How does reCAPTCHA work?

In a discussion of my recent translation of the most remarkable article about CAPTCHA, several questions have arisen about reCAPTCHA, namely how this system works. Under the cut, I will explain in general terms the essence of reCAPTCHA, I will clearly show how it works and how it figures the books.

I will tell everything rather briefly, but it’s understandable. The above illustrations were taken from the official website of reCAPTCHA

Stop spam

In essence, reCAPTCHA performs the same function that other captcha perform. The essence is simple, we introduce the proposed text and thereby prove that we are not a robot. The main difference from other systems is that reCAPTCHA not only protects the site from spammers, but also performs another, quite interesting function.
')

Read books

As you probably noticed, reCAPTCHA offers to enter two words, which is practically not found in other captchas. The bottom line is that the user, when entering these words, not only proves that he is human, but also helps to recognize old books and newspapers.

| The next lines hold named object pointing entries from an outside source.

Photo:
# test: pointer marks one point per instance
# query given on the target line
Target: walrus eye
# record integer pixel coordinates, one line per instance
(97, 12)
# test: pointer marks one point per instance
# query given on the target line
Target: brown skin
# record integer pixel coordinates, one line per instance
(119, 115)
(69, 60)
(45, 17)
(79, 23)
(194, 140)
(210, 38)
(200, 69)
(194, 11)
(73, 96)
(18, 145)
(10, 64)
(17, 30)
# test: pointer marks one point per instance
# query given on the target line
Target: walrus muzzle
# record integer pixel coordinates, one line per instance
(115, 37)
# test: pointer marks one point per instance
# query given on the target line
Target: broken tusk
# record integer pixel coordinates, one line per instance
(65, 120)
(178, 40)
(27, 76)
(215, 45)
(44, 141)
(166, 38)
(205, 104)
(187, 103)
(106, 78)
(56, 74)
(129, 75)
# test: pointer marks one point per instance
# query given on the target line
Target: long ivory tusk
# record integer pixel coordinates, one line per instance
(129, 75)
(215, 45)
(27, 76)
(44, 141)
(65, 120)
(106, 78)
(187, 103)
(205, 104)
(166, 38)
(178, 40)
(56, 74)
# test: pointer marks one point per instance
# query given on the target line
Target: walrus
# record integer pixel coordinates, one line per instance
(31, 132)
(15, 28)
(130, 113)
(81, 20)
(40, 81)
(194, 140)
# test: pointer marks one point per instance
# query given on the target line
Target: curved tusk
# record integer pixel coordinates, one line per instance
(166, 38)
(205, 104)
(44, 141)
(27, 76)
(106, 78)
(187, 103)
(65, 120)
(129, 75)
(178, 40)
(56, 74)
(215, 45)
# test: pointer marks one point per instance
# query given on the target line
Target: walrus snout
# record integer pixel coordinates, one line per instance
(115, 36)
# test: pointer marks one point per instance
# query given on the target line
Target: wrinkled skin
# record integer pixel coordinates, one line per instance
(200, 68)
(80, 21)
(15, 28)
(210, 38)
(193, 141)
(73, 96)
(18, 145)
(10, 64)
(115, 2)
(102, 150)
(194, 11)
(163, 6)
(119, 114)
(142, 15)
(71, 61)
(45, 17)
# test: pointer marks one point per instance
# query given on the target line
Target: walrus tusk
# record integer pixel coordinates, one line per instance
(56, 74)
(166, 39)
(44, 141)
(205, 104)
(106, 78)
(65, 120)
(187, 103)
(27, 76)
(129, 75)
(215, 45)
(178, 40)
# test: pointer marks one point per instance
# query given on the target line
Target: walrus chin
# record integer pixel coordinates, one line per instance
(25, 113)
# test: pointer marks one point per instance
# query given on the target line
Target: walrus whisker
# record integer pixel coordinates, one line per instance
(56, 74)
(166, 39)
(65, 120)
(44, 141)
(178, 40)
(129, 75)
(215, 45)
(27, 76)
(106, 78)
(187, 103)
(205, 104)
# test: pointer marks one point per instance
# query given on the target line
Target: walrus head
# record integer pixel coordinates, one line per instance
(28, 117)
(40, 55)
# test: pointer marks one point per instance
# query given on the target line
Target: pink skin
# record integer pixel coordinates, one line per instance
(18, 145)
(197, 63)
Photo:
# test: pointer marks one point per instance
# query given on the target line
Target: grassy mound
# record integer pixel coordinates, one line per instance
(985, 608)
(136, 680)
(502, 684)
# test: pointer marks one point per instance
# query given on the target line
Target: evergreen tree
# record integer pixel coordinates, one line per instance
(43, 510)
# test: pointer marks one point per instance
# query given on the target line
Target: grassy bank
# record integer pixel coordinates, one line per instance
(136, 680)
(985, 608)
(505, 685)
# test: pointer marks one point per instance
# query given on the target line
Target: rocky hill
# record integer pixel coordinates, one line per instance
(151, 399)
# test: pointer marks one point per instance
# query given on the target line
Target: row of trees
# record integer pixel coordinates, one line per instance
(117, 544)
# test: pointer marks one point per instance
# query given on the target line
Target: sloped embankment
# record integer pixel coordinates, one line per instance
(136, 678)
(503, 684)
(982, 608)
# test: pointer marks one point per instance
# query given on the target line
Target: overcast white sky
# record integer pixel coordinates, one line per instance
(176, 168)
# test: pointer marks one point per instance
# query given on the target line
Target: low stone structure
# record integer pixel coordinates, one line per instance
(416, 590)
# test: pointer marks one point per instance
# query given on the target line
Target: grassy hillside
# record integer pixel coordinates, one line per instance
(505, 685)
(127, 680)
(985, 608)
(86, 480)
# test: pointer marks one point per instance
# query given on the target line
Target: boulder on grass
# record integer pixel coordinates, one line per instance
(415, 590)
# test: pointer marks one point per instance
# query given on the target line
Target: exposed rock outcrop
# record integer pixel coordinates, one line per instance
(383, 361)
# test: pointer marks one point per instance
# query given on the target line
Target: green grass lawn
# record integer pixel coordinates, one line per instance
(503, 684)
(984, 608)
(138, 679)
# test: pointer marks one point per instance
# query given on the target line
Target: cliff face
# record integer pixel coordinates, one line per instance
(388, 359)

The principle of operation is simple:
Suppose there is an inn book, which is preserved in a small number of copies, while all of them are in poor condition. A single copy in the scanned form fell into the hands of Google (the owner of reCAPTCHA). What to do with him? That's right, to digitize (and the point here is not only in preserving the heritage, but more on that later). How to digitize? Digitize using character recognition systems (OCR). But, as many know, these systems very often sin with numerous errors in the output result. Manually going through all the text for errors is too expensive. And so, reCAPTCHA comes to the rescue. One word in the image was recognized by the OCR system correctly, but there is no second word. The second word is for the user, exactly what he will introduce will be used as a replacement for the erroneous variant proposed by OCR. Surely now some will grin, yes, I know about the fact that in fact, instead of the second word, you can type anything. But each incomprehensible word for OCR reCAPTCHA shows users hundreds or even thousands of times (with a figure of 200 million generations per day, this is very little), and ultimately the option that users entered most often is considered correct.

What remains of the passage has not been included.